I have been out of it for about the past month. Between the holidays, Trampoline’s move, and my own work there has just been too much to do. Toss in an adorable toddler who is more and more aware of too much multi-tasking by mom, a rapidly passing pregnancy and an attempt at having some sort of relationship with a husband and you have one thinly stretched mama.

I have known that blogging would feel good.
Be centering.
Healing.
Deliriously distracting.

But we don’t always do what we know is good for us now do we?
Even in this month of lofty resolutions.

Now I have five minutes, or rather I am making five minutes and you know what?

None of what I really have to say or vent is going to do anyone any good.
Suffice it to say I am just one unspoken sentence past being able to write anything constructive.

Petty. Ultimately unsatisfying, yet totally human.

I wish I could go and sweat and grunt this all out on a track or in a gym. I worked out at the Civic Center last week and was swiftly reminded of my increasing responsibility to take it easy.

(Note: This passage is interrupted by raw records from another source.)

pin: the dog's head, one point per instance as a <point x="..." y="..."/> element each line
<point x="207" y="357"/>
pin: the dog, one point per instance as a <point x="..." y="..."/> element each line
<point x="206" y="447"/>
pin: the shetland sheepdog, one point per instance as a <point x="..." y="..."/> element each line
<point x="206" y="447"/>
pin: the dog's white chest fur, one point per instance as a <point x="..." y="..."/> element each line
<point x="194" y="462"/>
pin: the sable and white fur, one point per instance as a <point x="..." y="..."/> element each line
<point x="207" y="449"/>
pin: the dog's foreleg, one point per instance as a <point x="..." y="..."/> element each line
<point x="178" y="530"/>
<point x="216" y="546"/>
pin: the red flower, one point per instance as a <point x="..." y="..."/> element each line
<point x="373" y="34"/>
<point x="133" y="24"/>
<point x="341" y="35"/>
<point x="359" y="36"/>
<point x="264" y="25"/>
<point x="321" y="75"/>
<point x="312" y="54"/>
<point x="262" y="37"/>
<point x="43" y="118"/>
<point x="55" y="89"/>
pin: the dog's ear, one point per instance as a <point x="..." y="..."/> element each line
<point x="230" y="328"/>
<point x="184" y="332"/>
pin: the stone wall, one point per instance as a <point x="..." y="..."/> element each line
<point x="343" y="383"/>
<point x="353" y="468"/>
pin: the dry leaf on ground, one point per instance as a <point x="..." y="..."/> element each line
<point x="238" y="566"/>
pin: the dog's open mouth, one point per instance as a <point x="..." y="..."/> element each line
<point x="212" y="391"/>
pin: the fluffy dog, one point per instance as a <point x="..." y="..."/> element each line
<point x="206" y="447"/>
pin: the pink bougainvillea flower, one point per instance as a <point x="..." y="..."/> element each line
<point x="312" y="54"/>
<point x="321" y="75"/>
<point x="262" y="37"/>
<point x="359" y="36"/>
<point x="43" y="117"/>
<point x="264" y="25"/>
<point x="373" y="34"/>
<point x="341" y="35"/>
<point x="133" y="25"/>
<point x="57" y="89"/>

Panting and pregnancy aren’t a great combination.
Alcohol is out.
Screaming would scare the baby.
Punching stuff just makes you feel dumb.
Talking it out hasn’t worked.
Avoidance is more work than it’s worth.

What does this leave?

Cleaning.

Little bit of elbow grease, a nice citrusy solvent of some sort, rags, a sponge, and the wide open expanse of my mind to just hammer away at my angst and the grime.

I may actually enjoy this.

So, my apologies to anyone who has checked in for an update, first for the absence, second for my return. The non-whining void was probably better.

I’ll work on getting over this hump. I hope everyone else is enjoying their January and the truly odd weather we’ve been having everywhere.